I wrote here about chirality, on several levels, finishing up with some speculations on how we know our left hands from our right and why. As mentioned in that post, that’s one of those questions that can sound stupid and/or trivial until you start to think about it, and as the comments section proved, things tend to get out of control once you do. Chirality is a pretty profound topic, and the origins of it in living creatures has been a subject of research and debate for a long time now. There’s a new paper, though, that may have some real answers.
At some level, this has to come down to the way that all living organisms on Earth use particular chiral forms (“handedness”) of amino acids and carbohydrates. The debate on how and why that happened is most certainly not settled, but this latest work has some light to shed on the next question up: given that these biomolecules are chiral, is there one in particular, or one system of them, that is the determinant for all the others? Or does it show up in several places by different mechanisms? For Drosophila fruit flies, anyway, it appears that the answer is the first one: there is a master chiral switch, and it’s myosin.
A gene for myosin protein (Myo1D) had already been known as a situs inversus locus – if this one is deleted, fruit flies end up with all their internal organs flipped to the other side than usual. All of the fruit fly organs and anatomical systems that break left/right symmetry express myosin. In this paper, the authors show that if you ectopically express the protein in organs that don’t have such asymmetry, you force them to become asymmetric. The tissues themselves take on curved and looped forms – if, for example, you express it in the epidermis, the entire fruit fly larval form ends up with a twist, and they move by sort of a barrel roll motion rather than the usual crawling. Similarly, the wild-type fly trachea is a straight-line organ, but if you express myosin in it, it turns into a curled ribbon shape, and so on.
Mutations and deletions across the protein showed that all of its domains are necessary for this effect, as is the protein’s ATP-driven motor function. Looking at the other myosin genes, it turns out that one of them (and only that one other), Myo1C, also can induce 3-D twisting in tissues when ectopically expressed, and that one, interestingly, is of the opposite handedness to the twisting induced by Myo1D. The two can actually cancel each other out when expressed in the same tissues. That led to a series of experiments where the authors swapped domains from each protein, which showed that the direction/chirality is determined by the motor “head” domains of each. That’s the part that interacts with actin filaments, and further experiments showed that this motion seems to be the source of the chiral behavior.

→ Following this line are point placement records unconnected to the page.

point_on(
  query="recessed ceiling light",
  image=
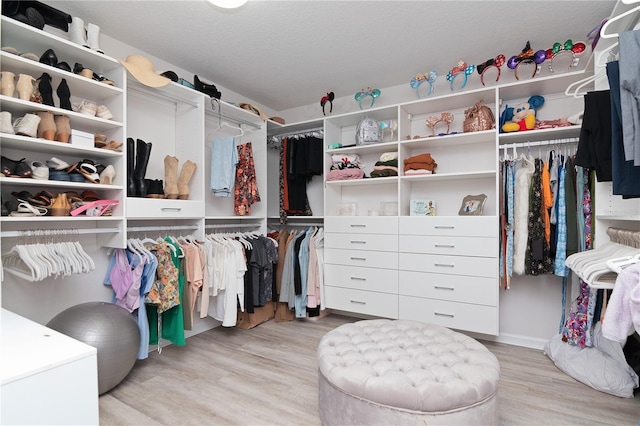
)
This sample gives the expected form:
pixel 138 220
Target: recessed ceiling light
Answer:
pixel 227 4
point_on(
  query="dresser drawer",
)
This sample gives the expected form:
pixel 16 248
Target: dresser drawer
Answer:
pixel 461 316
pixel 458 246
pixel 368 259
pixel 455 265
pixel 359 278
pixel 361 224
pixel 455 288
pixel 379 242
pixel 486 226
pixel 149 208
pixel 363 302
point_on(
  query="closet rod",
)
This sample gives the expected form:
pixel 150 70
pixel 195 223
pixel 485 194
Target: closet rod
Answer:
pixel 54 232
pixel 540 143
pixel 164 95
pixel 295 133
pixel 232 119
pixel 160 228
pixel 232 225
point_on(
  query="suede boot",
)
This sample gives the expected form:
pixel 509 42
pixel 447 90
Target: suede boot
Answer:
pixel 143 152
pixel 45 89
pixel 64 95
pixel 188 168
pixel 171 177
pixel 131 161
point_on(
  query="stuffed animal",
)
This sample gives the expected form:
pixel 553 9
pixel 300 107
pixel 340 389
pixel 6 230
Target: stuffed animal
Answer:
pixel 522 116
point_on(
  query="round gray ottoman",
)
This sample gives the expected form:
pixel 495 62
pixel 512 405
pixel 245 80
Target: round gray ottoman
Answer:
pixel 396 372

So that, at least in fruit flies, is what it seems to come down to. Myosin and actin, two proteins made up of chiral amino acids, coming together in a molecular motor, the direction of whose movement is determined by their tertiary stuctures (which in turn are, of course, determined by their amino acid sequences). That’s how fruit flies end up asymmetric, and it would not surprised me if this were a conserved mechanism and responsible for how we ourselves end up asymmetric. Myosin and the myosin/actin interaction are very strongly conserved indeed; you can mix and match proteins across hugely different organisms (such as amoebae and mammals) and they will still recognize each other. And that asymmetry extends all the way to our brain structures (left and right hemispheres, at the most obvious level) which I believe is what allows us to consciously distinguish our right from our left and to grasp the concept of chirality at all. Insofar as we do!